Should your business try to move on from legacy infrastructure?
The truth is that your business will never be able to outrun the leaps and bounds that technology takes daily. For example, a new Apple iPhone arrives on an almost yearly basis, and every time that happens, anything older than two generations behind appears obsolete. This isn’t necessarily something that most businesses can live up to, and that’s perfectly acceptable. As long as you embrace consistent updates and try to be as up-to-date as possible within the monetary constraints of "still making liveable profit," you’ll reap the benefits.
What are the benefits of updating legacy systems?
Once you’ve decided to replace and upgrade your legacy systems, your business will quickly feel the benefits. Here are four key reasons to update:
- New applications can be implemented faster, meaning less downtime for your business
- Gain access to real-time data transaction views, which is vital as your eCommerce business evolves
- Provide total data governance to ensure compliance with changing laws
- An automated analytics system that alerts the business should an issue arise, leading to more efficient problem solving
What should a business consider when updating legacy systems is on the cards?
Simply stated, legacy systems are tricky to replace, especially if outdated technology is a core part of the infrastructure. For some, legacy systems are their backbone, and so without this aging system; they’re unable to perform.
As well as being a logistical nightmare, replacing dated infrastructure with modernized options can require a massive investment from the business. Beyond this monetary cost, often replacing these systems requires vast amounts of resources and specialized training once implemented to keep up with the new demands.
It may be true that right now your systems work perfectly well and you have no desire to replace them. But everything has a shelf life, and you have to be prepared for when that expiration date arrives.

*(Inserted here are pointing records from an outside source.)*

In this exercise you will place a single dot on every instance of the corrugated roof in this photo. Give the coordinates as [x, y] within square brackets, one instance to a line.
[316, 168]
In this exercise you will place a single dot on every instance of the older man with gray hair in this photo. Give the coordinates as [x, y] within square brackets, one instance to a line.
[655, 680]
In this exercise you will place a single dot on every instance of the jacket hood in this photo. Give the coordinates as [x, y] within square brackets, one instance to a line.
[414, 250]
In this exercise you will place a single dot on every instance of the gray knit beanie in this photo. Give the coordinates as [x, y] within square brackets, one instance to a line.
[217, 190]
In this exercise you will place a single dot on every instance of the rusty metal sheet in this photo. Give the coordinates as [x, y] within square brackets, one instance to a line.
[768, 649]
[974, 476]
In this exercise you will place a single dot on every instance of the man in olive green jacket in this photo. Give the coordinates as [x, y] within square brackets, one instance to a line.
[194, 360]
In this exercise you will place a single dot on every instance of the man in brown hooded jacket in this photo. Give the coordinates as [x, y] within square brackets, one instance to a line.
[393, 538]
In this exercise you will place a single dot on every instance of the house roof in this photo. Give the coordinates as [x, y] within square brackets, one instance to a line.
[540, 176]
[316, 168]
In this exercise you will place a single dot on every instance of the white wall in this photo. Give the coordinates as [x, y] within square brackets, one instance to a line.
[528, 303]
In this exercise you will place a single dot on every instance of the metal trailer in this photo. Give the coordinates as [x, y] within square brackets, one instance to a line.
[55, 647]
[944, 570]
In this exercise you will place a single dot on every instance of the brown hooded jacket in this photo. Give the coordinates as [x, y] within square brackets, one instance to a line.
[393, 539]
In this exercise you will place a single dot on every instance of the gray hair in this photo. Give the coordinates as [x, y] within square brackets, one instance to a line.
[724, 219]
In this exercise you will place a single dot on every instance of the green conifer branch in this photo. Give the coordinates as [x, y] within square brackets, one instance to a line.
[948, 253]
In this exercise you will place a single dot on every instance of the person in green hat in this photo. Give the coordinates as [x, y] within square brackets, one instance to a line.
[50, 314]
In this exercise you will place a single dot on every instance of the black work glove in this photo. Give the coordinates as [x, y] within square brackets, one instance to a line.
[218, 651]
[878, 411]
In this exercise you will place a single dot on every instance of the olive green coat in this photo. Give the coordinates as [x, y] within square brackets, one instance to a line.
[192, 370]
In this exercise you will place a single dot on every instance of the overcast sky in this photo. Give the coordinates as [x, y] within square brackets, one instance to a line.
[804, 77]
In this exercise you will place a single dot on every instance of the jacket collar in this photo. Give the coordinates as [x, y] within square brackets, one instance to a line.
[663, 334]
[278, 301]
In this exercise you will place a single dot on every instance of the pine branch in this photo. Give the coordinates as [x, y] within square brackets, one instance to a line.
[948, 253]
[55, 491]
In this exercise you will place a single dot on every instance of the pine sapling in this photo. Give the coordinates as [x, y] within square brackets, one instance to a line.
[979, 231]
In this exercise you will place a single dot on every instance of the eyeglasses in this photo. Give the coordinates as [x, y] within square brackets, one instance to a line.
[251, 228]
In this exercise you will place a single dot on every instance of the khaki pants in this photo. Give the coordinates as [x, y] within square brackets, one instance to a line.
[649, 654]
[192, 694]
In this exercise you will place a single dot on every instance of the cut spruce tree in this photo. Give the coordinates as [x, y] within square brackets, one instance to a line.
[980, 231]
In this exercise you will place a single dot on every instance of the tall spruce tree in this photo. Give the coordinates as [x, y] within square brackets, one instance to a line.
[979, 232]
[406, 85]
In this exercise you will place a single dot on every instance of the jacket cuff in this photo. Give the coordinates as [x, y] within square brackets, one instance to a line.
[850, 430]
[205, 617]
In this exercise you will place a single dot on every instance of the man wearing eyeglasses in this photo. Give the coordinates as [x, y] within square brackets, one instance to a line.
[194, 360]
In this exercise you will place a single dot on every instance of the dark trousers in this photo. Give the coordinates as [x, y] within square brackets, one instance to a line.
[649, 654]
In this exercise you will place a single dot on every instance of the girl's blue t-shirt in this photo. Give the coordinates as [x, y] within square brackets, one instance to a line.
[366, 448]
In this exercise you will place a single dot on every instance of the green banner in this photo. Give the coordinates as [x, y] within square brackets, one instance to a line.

Testing the new system with a small portion of the team and running the old and new simultaneously is easier and more cost-effective than ever with cloud capabilities. You have time to test and fix any bugs present by doing this, giving you a smoother and cleaner switchover.
Consider 'supporting' old systems rather than a replacement
Most legacy applications provide fundamental business functions that increase the value of your company. Instead of modernizing core applications, the most straightforward alternative could be adding a layer of API so that these functions can participate in more intelligent business processes. Additionally, RPA automates your business processes without re-engineering legacy systems.
In conclusion, your legacy commerce infrastructure may be the thing that’s holding your business back, but changing this must be approached in a sensible and calculated way to avoid further damage to your business.